Mary Jo Deering is retiring after 27 years of public service in health. I contributed the following to a “history book” about her career so far:
When I was first starting out as a researcher, back in 2001, Mary Jo invited me to meet with her and her team at HHS. She guided me toward questions that turned out to be the bedrock on which we built the next decade of the Pew Research Center’s health portfolio. I will always be grateful for her authoritative yet gentle guidance.
The other gift I treasure is the memory of a day we spent together in Berlin. We had both been invited to a health conference there and neither of us had made plans for the time we had free, so we met at a café in a picturesque neighborhood, then walked and talked about everything except work. We happened upon a museum featuring an artist that Mary Jo had studied, so once again she guided me, making wry observations, just as she did when talking about the online health landscape.
Now that I’m more established, I try to channel Mary Jo’s spirit when I’m talking with a new colleague, inside or outside my organization. I imagine her extending a mantle of mentorship, like a cape that sweeps over everyone she meets, powerful shelter even from afar, even for just one day.
How lovely. The warmth of your human spirit, and your natural sharing of everything, come through clearly.

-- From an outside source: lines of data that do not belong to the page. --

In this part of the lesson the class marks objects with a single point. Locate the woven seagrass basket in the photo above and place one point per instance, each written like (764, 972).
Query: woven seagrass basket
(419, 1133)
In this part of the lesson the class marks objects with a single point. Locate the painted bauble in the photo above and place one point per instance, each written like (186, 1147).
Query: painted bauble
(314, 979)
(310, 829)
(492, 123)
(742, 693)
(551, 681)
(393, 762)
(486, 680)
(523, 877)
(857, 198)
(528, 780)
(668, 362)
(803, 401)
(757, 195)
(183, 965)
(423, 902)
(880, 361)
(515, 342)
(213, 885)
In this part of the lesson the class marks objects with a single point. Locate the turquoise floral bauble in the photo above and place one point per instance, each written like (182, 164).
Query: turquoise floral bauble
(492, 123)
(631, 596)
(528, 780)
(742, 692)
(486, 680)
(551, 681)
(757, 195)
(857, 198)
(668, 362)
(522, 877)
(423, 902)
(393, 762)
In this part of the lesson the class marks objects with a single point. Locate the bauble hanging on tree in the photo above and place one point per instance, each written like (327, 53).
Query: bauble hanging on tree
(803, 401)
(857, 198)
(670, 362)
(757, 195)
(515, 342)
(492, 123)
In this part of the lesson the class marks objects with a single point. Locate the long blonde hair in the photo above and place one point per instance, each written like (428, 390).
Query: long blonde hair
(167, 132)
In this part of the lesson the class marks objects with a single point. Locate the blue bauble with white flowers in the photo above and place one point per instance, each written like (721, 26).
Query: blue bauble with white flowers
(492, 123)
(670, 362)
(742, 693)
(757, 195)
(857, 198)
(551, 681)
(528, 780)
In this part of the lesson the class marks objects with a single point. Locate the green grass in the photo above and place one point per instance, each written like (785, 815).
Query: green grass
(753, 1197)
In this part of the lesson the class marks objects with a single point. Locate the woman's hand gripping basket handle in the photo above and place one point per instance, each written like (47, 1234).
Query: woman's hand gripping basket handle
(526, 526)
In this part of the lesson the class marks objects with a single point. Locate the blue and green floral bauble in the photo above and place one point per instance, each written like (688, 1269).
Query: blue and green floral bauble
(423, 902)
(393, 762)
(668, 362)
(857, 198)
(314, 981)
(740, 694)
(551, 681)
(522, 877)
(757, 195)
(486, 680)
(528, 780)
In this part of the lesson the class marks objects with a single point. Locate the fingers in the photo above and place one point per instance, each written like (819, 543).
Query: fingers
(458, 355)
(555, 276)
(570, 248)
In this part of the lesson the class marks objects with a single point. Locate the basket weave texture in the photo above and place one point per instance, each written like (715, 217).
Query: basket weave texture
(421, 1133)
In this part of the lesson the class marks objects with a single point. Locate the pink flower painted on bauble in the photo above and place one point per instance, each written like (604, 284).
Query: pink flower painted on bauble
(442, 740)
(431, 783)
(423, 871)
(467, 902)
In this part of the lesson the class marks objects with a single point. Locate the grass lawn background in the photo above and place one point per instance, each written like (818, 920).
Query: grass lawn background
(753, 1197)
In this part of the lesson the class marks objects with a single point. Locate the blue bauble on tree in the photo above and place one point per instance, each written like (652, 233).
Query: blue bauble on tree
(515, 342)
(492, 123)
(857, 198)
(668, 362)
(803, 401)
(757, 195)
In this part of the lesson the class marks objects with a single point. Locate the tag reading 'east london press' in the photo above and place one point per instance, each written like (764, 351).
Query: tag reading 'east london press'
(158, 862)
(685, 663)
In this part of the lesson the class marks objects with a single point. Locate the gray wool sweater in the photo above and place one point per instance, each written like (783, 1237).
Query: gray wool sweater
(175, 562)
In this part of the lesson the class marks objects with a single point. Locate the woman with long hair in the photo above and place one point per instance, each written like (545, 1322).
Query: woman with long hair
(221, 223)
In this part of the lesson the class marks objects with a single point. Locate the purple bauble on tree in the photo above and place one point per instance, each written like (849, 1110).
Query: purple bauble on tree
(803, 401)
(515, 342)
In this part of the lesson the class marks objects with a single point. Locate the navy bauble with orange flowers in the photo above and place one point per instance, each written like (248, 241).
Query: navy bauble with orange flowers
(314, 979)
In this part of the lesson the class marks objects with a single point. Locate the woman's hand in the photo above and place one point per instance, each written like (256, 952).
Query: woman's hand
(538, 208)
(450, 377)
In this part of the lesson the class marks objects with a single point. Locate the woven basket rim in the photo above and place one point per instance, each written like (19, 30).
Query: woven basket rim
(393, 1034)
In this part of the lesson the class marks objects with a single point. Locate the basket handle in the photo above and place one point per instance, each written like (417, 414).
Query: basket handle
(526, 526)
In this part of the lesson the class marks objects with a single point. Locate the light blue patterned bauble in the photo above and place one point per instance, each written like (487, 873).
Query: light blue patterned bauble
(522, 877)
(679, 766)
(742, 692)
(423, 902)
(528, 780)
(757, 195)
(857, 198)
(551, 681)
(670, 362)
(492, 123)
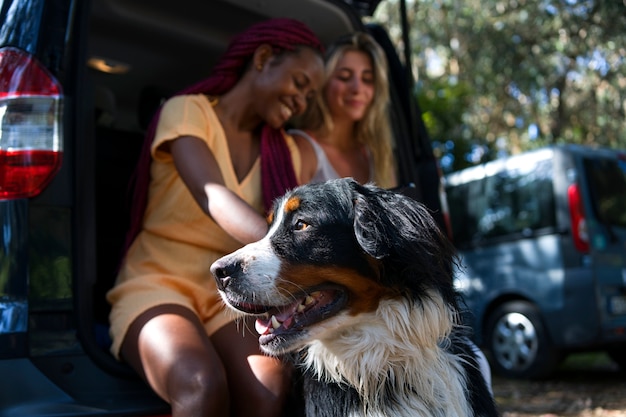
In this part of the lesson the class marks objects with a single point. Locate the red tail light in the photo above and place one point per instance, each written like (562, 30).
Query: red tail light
(31, 139)
(577, 214)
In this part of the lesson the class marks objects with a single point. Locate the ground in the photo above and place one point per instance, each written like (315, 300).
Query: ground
(584, 386)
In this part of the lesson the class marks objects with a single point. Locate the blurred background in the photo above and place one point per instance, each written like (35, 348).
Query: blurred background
(496, 78)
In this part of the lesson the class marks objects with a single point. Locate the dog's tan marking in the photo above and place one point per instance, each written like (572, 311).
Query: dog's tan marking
(292, 204)
(364, 293)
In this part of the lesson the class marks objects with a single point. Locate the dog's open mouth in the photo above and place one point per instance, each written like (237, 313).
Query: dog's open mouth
(313, 307)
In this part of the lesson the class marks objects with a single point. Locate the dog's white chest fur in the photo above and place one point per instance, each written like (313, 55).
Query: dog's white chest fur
(390, 359)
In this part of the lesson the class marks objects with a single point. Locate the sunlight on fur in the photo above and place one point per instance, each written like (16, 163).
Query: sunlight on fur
(380, 349)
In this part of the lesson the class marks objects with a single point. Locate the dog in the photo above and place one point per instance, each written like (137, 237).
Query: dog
(354, 284)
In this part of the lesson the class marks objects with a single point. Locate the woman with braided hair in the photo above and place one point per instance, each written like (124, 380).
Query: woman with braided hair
(215, 157)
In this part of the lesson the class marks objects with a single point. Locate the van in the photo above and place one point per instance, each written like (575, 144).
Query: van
(79, 81)
(542, 244)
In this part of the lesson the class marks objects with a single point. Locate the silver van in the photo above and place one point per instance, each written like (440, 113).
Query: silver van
(542, 240)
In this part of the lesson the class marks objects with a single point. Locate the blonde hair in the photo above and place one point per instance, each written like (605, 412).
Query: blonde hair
(374, 130)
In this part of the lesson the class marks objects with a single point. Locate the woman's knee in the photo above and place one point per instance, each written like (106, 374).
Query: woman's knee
(199, 385)
(267, 391)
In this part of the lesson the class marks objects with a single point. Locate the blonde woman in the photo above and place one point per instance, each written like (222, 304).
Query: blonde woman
(347, 133)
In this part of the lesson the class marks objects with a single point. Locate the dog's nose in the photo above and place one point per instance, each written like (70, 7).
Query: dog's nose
(223, 270)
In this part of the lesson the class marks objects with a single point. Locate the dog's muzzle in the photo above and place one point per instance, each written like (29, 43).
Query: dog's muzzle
(223, 270)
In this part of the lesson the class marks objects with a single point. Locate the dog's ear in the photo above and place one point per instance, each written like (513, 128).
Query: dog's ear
(371, 226)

I know Mary Jo but I have no stories to share – it’s a great project idea!
May we all strive to deserve such a tribute upon our retirement.

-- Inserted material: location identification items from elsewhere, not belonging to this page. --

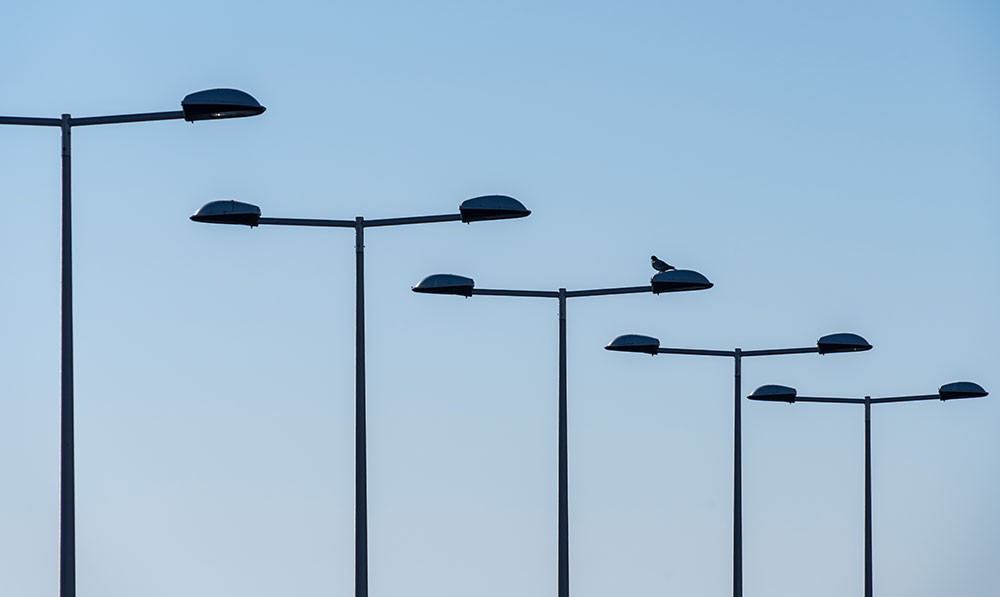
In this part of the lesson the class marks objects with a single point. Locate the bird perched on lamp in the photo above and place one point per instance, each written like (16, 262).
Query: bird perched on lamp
(660, 265)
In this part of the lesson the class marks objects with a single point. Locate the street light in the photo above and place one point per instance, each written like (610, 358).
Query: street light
(669, 281)
(832, 343)
(211, 104)
(477, 209)
(951, 391)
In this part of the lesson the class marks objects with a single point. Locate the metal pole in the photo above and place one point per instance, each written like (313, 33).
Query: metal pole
(360, 458)
(563, 460)
(737, 481)
(868, 497)
(67, 508)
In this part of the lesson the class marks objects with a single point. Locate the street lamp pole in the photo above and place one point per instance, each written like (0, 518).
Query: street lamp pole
(833, 343)
(951, 391)
(670, 281)
(489, 207)
(204, 105)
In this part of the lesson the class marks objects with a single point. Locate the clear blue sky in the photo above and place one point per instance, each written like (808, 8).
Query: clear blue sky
(831, 168)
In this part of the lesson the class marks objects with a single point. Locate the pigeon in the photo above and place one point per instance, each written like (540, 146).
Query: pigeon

I told those present at our HealthFoo session about health literacy that Mary Jo Deering was my oldest hero, since I started my journey in the world of cancer online communities in 1995. She was deeply involved in the evolution of the information made available to patients and in the Great Dissemination of scientific resources for the benefit of us all. While obviously a true expert, in the classical sense, she was determined to make much of the information help deep within professional silos, free and able to be shared among many, all of a sudden.

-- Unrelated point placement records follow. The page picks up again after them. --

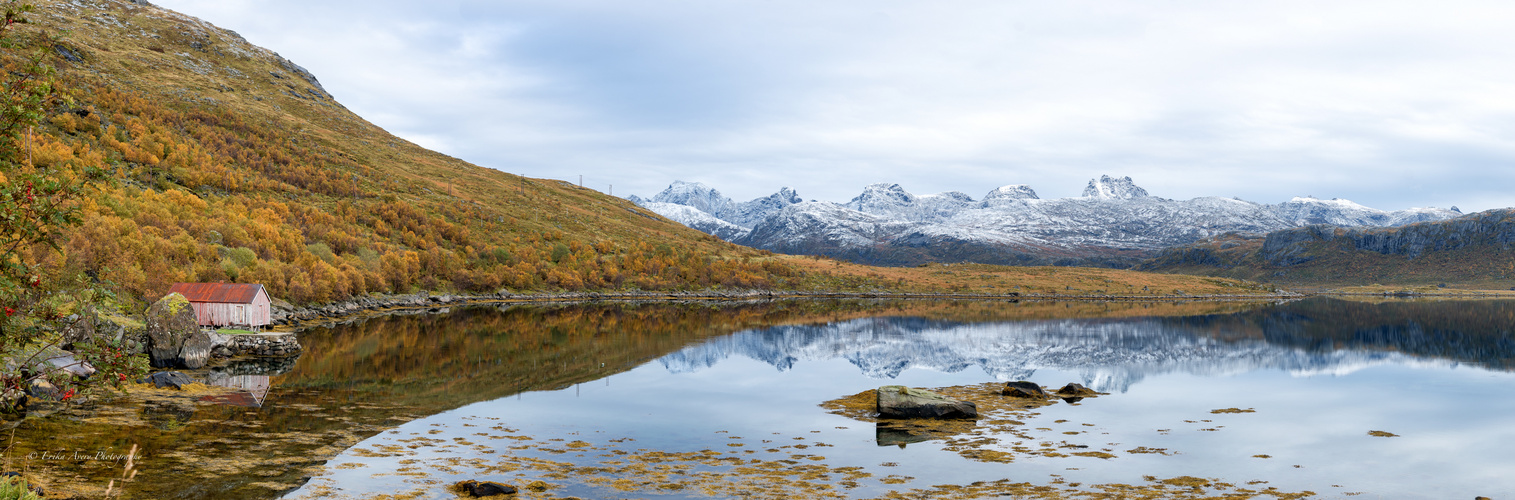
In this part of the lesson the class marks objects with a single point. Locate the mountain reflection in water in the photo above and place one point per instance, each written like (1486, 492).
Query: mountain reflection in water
(1306, 337)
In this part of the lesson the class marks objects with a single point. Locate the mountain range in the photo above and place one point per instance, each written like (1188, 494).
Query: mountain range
(1114, 223)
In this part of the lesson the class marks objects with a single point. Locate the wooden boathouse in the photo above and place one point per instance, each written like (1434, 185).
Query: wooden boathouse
(244, 305)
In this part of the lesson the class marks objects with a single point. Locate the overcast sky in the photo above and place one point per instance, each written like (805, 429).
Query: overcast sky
(1386, 103)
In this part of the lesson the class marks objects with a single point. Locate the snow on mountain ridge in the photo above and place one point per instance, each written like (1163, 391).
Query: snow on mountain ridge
(1114, 218)
(1108, 187)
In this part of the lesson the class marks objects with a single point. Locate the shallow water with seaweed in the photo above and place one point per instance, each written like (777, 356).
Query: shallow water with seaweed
(629, 400)
(1305, 399)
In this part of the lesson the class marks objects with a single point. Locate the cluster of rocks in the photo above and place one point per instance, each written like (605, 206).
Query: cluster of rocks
(174, 338)
(902, 402)
(488, 488)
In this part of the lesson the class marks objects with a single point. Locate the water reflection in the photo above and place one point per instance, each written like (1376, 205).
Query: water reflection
(1218, 396)
(1308, 337)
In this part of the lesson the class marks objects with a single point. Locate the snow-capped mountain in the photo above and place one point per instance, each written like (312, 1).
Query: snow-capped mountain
(1114, 221)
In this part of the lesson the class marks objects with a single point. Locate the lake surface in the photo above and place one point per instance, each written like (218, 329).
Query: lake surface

It was no wonder that Mary Jo and Tom Ferguson shared many ideas. Here is something that may not have been published earlier (it comes from Tom’s personal archives). In the comment I’ll just post the introduction and I’ll post the entire keynote presentation somewhere else, in the near future.
A Keynote Presentation from “Partnerships for Networked Consumer Health Information” Sponsored by the U.S. Department of Health and Human Services May 12,1996, Rancho Mirage, California
Introduction by conference organizer Mary Jo Deering
One of the fathers of the field of consumer health information is Tom Ferguson. He is currently a Senior Associate at the Center for Clinical Computing, Harvard Medical School. He is President ofSelf-Care Productions, a healthcare consulting firm in Austin, Texas.
I know many of you know Tom and have attended his conferences and benefited from his contributions to the field. His new book, Health Online, is a comprehensive guide to self-care resources on the online networks.
Tom founded the influential journal Medical Self-Care. He wrote a chapter on the empowered health consumer for the book that accompanied Bill Moyers’ Mind-Body Medicine series on Public Television. It’s very appropriate also, as an indication of his contributions to the field, that John Nesbitt has referred to his work as representing “the essence of the shift from institutional help to self- help.”
Fantastic! Thanks for sharing that, Gilles!
As an aside, I have a copy of Health Online on my bookshelf and was just looking at it today.
We stand on the shoulders of giants, like Tom and Mary Jo.